What?  Even more vexing than a game where raw chicken is a thing, I’m consistently reading from educational experts that Minecraft actually teaches young people valuable life skills, such as problem solving and appropriate netiquette.  As to how dumping a bucket full of square lava onto a square cow—which has happened multiple times out in our play room—translates into any non-criminal life skill, however, is beyond me.
This, then, brings us to the newest and most useless fad, not just of right now but of all time, and that is…you guessed it, the Fidget Spinner.
If you don’t know what a fidget spinner is, then walk out of your front door or turn on your television, because these contraptions are basically everywhere.
In fact, there was a point this past spring when an entire third of one of my sophomore English classes was spinning these fidgets.  These are high schoolers, mind you, bright young  minds legally capable of driving automobiles and working part time jobs that they can’t stand, and here they were, not discussing Harper Lee’s simple and profound prose, which was the assignment, but instead whizzing these contraptions between their thumbs and forefingers.
“What are you doing?”  I asked.
“These relieve stress,” a student replied.
“Whose stress?”  Your stress?”
“They keep me from tapping my finger on the desk.” Another chimed in.
“So does taking notes.”
Sadly enough, these toys were advertised as just that—stress relieving, even therapeutic tools for folks suffering from mild cases of ADHD all the way up to full blown post-traumatic stress disorder.
Which is all well and good, except that neither claim is backed up by any actual data.
A recent article from NPR, which is where I read most of my news because it’s one of the few news outlets that doesn’t make me think the world is going to explode every five minutes, interviewed Duke University psychology professor Scott Kollins about the fad.  His take on the toy’s supposed health benefits was less than enthusiastic.

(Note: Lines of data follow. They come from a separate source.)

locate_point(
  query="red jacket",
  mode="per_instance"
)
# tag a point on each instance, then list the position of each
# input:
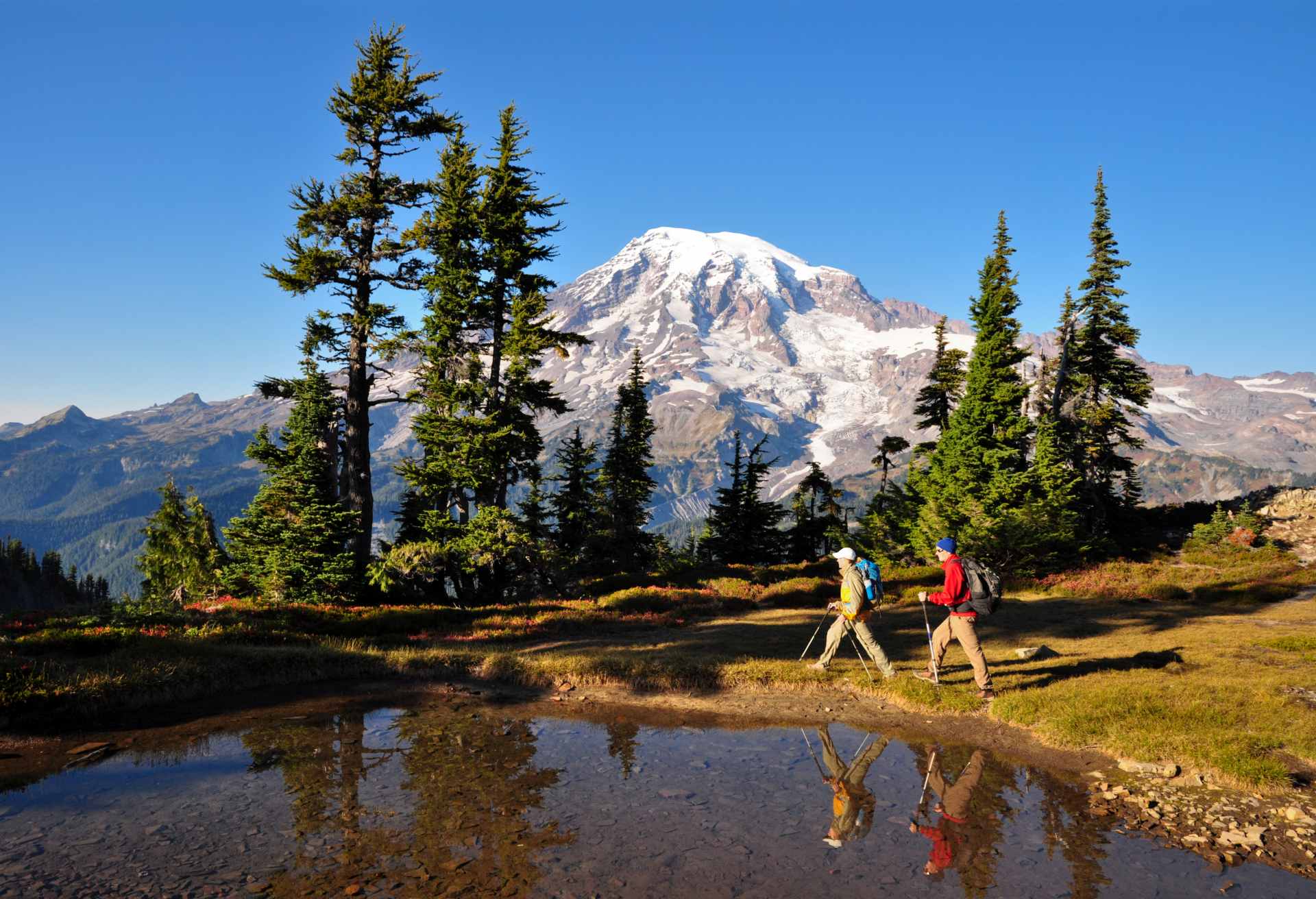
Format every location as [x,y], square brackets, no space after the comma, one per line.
[955,589]
[944,844]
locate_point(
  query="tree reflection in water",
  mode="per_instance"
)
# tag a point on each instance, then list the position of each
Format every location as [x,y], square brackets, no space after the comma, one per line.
[449,813]
[622,744]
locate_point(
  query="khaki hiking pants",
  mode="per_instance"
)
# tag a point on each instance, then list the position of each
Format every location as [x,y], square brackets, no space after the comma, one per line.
[838,632]
[954,798]
[966,633]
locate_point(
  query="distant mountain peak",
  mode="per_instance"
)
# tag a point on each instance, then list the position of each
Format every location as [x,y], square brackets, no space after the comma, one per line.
[67,414]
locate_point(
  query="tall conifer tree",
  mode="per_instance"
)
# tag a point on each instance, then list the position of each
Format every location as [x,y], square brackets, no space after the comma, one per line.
[938,398]
[346,240]
[181,558]
[1108,382]
[576,503]
[294,540]
[624,477]
[513,308]
[978,474]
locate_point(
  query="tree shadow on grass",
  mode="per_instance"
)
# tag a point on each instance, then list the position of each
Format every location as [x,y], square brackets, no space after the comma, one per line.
[1045,677]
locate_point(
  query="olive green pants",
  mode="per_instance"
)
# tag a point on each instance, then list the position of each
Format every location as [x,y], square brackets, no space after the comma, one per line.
[964,631]
[833,641]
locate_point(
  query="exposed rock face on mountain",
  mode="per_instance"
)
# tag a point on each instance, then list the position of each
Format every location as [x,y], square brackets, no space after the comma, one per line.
[1293,520]
[735,332]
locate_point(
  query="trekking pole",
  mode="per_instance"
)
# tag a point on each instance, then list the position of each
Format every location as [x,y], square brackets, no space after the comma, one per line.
[815,635]
[923,794]
[811,754]
[932,657]
[866,737]
[849,630]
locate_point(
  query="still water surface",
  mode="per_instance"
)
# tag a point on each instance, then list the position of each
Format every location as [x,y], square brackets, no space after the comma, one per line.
[467,799]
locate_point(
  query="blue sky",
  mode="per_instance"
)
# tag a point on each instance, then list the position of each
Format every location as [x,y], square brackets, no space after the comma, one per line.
[149,149]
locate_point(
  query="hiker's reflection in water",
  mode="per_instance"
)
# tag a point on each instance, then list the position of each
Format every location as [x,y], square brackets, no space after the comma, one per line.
[952,843]
[851,799]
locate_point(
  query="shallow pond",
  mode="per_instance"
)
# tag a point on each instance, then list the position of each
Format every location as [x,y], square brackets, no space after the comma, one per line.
[460,798]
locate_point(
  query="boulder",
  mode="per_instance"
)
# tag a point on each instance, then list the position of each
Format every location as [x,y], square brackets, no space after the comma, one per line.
[1148,767]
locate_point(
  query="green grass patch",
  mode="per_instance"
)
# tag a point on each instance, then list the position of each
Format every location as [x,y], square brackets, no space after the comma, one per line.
[1157,660]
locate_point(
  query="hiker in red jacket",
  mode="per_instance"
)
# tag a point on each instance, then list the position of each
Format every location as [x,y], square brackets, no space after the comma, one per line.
[961,624]
[951,837]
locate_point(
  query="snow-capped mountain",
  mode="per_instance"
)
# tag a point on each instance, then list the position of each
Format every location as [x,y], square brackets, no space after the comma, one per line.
[735,333]
[739,333]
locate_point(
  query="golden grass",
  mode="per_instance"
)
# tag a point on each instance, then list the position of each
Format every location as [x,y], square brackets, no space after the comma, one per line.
[1210,674]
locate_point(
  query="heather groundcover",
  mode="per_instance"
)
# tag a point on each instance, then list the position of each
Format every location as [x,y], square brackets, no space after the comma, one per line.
[1184,657]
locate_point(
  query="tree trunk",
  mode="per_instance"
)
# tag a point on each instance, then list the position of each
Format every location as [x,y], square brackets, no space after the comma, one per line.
[357,444]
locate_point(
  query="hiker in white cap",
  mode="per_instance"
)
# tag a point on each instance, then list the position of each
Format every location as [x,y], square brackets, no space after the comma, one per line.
[853,610]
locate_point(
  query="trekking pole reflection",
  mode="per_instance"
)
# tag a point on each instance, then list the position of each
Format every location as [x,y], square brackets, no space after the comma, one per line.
[951,843]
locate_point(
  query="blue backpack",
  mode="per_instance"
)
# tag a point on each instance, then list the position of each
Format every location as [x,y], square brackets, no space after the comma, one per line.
[872,576]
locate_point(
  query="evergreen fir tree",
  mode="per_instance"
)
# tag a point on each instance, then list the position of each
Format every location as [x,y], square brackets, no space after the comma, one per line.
[624,477]
[533,508]
[513,308]
[978,477]
[1108,382]
[576,503]
[482,340]
[207,558]
[727,513]
[742,527]
[346,240]
[762,540]
[181,556]
[816,515]
[294,541]
[1061,386]
[888,448]
[938,399]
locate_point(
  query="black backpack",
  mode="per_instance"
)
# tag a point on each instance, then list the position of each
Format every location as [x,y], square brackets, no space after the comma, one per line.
[984,586]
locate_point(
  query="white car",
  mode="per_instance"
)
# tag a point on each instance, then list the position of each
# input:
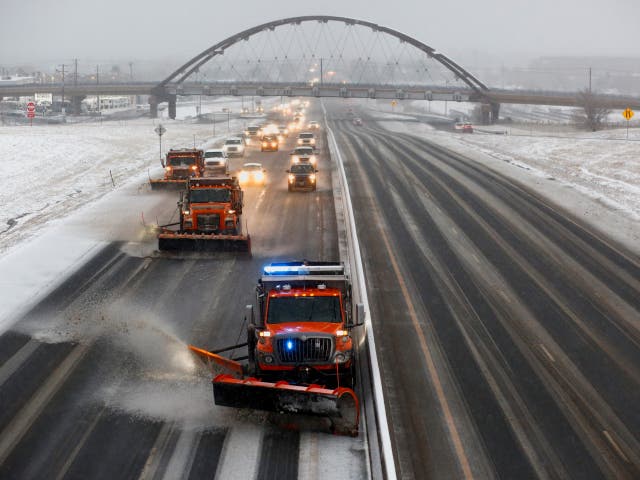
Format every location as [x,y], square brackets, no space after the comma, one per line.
[252,174]
[234,147]
[215,163]
[303,154]
[307,138]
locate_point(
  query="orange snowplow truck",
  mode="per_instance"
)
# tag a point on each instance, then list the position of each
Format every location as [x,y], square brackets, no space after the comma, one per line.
[210,217]
[180,165]
[300,350]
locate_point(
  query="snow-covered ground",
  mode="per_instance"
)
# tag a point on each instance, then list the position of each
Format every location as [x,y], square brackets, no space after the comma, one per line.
[74,185]
[595,175]
[49,171]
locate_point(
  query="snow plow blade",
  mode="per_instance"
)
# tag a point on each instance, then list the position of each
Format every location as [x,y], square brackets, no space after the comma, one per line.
[204,242]
[162,184]
[340,406]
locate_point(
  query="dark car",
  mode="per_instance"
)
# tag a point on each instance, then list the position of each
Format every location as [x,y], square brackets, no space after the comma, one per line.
[269,143]
[302,176]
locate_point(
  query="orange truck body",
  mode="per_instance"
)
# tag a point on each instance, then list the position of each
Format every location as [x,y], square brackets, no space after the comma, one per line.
[303,334]
[180,165]
[210,217]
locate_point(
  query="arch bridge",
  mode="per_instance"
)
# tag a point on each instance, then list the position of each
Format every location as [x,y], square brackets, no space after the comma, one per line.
[323,56]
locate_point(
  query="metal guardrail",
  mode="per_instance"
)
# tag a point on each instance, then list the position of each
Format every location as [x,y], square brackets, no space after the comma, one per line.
[378,427]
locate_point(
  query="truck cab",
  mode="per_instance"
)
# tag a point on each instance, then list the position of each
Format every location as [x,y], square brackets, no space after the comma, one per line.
[216,163]
[303,330]
[212,206]
[183,163]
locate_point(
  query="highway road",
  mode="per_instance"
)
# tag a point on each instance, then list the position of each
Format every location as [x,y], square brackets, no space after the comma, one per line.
[508,331]
[118,396]
[507,335]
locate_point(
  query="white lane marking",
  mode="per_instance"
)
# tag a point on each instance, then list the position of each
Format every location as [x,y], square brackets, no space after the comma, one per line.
[329,456]
[615,446]
[156,453]
[546,352]
[21,423]
[241,445]
[11,365]
[388,463]
[182,456]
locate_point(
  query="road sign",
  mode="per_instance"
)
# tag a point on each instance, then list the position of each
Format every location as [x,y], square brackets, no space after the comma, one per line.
[627,114]
[31,110]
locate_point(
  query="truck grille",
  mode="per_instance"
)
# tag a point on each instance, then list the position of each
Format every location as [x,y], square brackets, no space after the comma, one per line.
[208,223]
[296,350]
[180,173]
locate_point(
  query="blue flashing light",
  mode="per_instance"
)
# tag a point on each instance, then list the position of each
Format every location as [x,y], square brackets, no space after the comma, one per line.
[285,269]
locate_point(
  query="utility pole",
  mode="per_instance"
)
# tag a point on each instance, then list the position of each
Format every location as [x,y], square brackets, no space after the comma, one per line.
[63,66]
[98,83]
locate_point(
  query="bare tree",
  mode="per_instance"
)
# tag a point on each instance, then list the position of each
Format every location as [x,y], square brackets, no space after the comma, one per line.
[594,113]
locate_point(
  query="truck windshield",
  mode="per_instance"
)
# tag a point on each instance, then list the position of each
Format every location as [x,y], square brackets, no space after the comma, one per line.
[302,168]
[304,309]
[209,195]
[181,161]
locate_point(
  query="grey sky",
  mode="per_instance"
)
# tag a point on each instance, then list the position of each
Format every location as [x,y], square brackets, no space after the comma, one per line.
[50,30]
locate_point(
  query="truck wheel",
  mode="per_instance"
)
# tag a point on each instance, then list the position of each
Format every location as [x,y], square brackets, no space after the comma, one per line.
[251,349]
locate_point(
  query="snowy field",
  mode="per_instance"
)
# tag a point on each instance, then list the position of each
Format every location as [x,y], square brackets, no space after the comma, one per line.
[51,170]
[68,189]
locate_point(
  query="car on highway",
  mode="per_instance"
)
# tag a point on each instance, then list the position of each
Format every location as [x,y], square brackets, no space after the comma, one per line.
[283,130]
[252,133]
[302,176]
[234,147]
[303,154]
[306,138]
[252,174]
[216,163]
[269,143]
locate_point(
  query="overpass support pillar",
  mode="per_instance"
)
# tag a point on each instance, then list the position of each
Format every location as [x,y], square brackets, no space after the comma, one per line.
[76,104]
[495,112]
[172,107]
[153,106]
[490,113]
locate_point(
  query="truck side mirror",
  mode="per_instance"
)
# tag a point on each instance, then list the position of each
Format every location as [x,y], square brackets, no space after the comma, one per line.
[361,314]
[249,314]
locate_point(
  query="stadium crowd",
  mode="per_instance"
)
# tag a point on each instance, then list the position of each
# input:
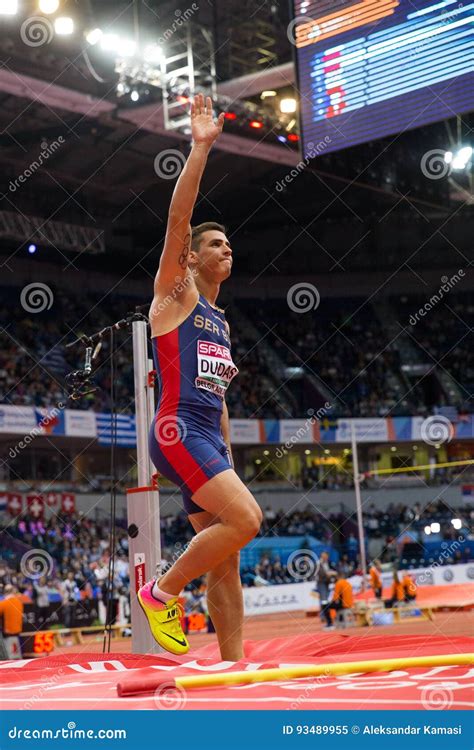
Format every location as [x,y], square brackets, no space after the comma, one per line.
[349,353]
[72,553]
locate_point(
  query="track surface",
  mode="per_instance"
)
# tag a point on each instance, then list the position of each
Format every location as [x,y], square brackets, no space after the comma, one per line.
[297,624]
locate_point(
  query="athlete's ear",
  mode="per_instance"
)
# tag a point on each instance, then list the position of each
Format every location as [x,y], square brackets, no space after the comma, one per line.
[192,258]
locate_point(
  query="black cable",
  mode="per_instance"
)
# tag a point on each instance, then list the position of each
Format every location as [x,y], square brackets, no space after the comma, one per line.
[113,502]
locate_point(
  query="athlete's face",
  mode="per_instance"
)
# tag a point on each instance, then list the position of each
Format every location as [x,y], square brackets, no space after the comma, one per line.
[214,258]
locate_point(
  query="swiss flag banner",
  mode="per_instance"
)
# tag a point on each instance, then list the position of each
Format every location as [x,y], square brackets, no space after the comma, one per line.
[35,505]
[52,499]
[14,503]
[68,502]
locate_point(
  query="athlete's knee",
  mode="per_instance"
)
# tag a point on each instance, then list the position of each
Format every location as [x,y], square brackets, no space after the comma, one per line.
[227,569]
[248,522]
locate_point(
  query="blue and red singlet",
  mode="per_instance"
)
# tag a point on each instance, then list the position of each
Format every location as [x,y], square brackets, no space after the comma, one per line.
[194,369]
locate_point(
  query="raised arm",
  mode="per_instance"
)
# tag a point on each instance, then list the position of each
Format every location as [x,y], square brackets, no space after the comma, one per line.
[174,259]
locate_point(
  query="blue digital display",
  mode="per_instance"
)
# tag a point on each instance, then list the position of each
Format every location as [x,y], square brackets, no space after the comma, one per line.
[372,68]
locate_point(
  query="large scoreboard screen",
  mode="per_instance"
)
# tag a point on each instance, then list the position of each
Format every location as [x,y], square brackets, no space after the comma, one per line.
[372,68]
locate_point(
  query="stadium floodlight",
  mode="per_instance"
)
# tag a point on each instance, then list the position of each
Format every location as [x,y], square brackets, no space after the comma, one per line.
[287,106]
[153,54]
[64,26]
[110,42]
[8,7]
[48,6]
[94,36]
[127,48]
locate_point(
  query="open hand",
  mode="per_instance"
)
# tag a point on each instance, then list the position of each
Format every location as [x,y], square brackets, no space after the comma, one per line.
[203,127]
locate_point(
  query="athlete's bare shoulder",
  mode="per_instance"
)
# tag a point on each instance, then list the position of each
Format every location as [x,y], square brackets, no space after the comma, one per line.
[170,307]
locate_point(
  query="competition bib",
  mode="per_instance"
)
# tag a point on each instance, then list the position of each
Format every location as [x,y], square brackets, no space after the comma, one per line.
[215,367]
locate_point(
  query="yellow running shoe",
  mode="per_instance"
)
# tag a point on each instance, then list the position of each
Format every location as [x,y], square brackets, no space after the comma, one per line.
[164,620]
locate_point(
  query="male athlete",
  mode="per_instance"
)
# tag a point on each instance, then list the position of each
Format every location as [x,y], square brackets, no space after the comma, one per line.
[190,436]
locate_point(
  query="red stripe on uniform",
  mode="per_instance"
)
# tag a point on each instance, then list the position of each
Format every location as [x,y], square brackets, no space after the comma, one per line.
[169,359]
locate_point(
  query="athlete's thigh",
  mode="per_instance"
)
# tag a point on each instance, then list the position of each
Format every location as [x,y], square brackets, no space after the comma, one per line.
[202,520]
[226,496]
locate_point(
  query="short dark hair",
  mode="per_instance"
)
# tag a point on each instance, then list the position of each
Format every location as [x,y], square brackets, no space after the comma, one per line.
[198,231]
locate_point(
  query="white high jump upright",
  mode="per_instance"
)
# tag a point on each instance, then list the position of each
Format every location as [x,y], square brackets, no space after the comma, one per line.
[360,519]
[143,510]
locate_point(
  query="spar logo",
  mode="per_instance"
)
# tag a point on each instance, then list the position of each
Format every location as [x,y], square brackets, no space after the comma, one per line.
[215,368]
[210,349]
[139,565]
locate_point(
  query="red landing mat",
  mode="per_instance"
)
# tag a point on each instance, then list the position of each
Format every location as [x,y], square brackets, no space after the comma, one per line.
[453,596]
[89,681]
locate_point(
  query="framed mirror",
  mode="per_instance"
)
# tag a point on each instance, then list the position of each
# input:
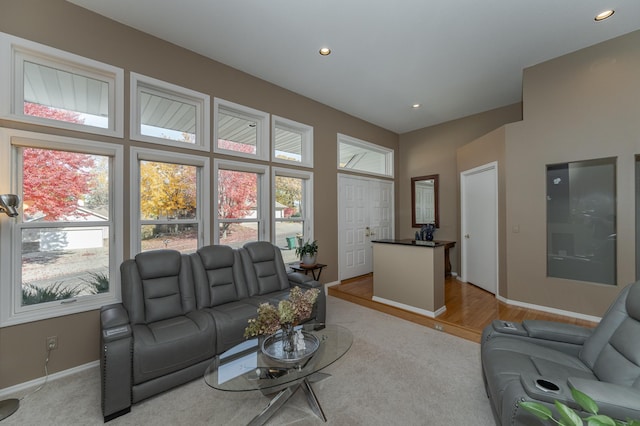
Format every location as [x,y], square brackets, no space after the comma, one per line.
[424,201]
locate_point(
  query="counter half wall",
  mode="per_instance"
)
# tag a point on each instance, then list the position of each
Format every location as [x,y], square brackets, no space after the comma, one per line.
[409,276]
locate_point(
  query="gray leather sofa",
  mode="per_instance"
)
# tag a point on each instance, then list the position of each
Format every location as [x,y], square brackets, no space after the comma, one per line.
[179,311]
[541,360]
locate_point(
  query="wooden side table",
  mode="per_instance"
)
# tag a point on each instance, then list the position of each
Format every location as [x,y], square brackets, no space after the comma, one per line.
[304,268]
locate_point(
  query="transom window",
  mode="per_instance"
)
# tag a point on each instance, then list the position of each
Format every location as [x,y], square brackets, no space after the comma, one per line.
[240,130]
[358,155]
[168,114]
[292,142]
[64,256]
[56,88]
[169,204]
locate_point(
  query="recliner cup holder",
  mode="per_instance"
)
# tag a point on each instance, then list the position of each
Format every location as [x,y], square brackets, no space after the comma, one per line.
[547,386]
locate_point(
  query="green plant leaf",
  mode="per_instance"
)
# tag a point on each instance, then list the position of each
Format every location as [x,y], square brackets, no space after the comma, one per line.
[541,411]
[584,401]
[567,415]
[600,420]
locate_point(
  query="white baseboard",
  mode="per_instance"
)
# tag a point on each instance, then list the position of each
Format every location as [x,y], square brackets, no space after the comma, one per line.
[21,387]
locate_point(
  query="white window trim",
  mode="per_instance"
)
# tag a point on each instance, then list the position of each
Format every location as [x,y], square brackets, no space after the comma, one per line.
[387,152]
[202,202]
[12,87]
[10,296]
[263,195]
[198,100]
[306,132]
[261,118]
[307,197]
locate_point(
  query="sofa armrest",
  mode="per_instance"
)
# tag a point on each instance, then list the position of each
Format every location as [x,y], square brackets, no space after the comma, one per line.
[556,331]
[619,402]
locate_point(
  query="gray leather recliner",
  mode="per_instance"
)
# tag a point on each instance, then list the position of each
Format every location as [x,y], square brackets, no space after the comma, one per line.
[179,311]
[542,360]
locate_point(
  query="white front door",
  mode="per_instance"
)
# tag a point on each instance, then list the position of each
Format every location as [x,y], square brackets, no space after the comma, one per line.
[479,210]
[365,213]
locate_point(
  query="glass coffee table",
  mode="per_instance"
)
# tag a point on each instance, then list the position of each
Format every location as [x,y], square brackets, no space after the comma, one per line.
[245,368]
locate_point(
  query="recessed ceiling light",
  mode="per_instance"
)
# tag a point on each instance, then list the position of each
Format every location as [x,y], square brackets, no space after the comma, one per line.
[604,15]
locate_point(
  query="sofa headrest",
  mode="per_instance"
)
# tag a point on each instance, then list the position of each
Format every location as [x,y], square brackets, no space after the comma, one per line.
[158,263]
[633,301]
[260,251]
[216,257]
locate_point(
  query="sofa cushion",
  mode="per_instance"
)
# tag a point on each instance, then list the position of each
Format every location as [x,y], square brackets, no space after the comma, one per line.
[263,268]
[161,298]
[165,346]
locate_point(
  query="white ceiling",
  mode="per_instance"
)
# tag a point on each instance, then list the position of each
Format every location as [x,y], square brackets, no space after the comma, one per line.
[455,57]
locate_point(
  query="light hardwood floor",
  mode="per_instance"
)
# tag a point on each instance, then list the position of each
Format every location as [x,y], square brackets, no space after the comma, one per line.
[469,308]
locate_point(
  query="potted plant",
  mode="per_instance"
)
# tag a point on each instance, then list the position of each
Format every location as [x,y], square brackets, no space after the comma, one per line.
[308,253]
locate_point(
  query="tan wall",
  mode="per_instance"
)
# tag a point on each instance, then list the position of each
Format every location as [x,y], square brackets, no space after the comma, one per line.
[65,26]
[433,150]
[484,150]
[580,106]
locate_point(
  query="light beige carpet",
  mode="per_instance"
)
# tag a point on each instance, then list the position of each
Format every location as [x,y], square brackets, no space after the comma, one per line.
[396,373]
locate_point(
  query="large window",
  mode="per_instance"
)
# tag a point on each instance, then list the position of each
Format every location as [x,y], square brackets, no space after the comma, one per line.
[169,205]
[292,142]
[358,155]
[240,131]
[581,221]
[240,191]
[168,114]
[42,85]
[59,253]
[292,210]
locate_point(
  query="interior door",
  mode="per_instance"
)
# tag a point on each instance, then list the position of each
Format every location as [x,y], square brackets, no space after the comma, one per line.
[479,209]
[365,213]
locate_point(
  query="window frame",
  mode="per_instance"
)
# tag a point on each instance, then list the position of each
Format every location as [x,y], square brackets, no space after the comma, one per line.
[15,51]
[12,312]
[306,133]
[262,133]
[307,199]
[161,88]
[371,147]
[263,211]
[138,154]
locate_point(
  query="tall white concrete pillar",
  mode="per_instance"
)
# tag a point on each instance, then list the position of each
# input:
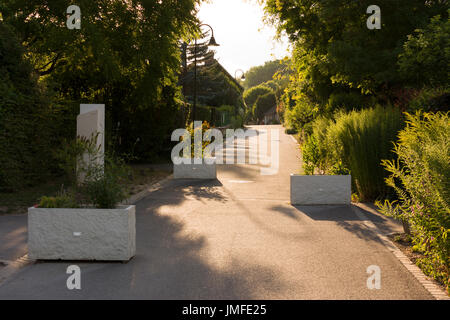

“I know there’s lots of similar toys,” Kollins is quoted as saying, referring to the topic, “just like there’s lots of other games and products toward individuals who have ADHD, and there’s basically no scientific evidence that those things work…”
In other words, do not believe the hype. Fidget spinners mostly relieve stress for the good folks who market them.

In closing, however, I suppose the toy actually does have some merit.  If nothing else, they make an awesome, whirring metaphor for our contemporary society:  anxiously spinning around in circles, fascinated by the inane activity of the moment while totally ignoring the notes on the board.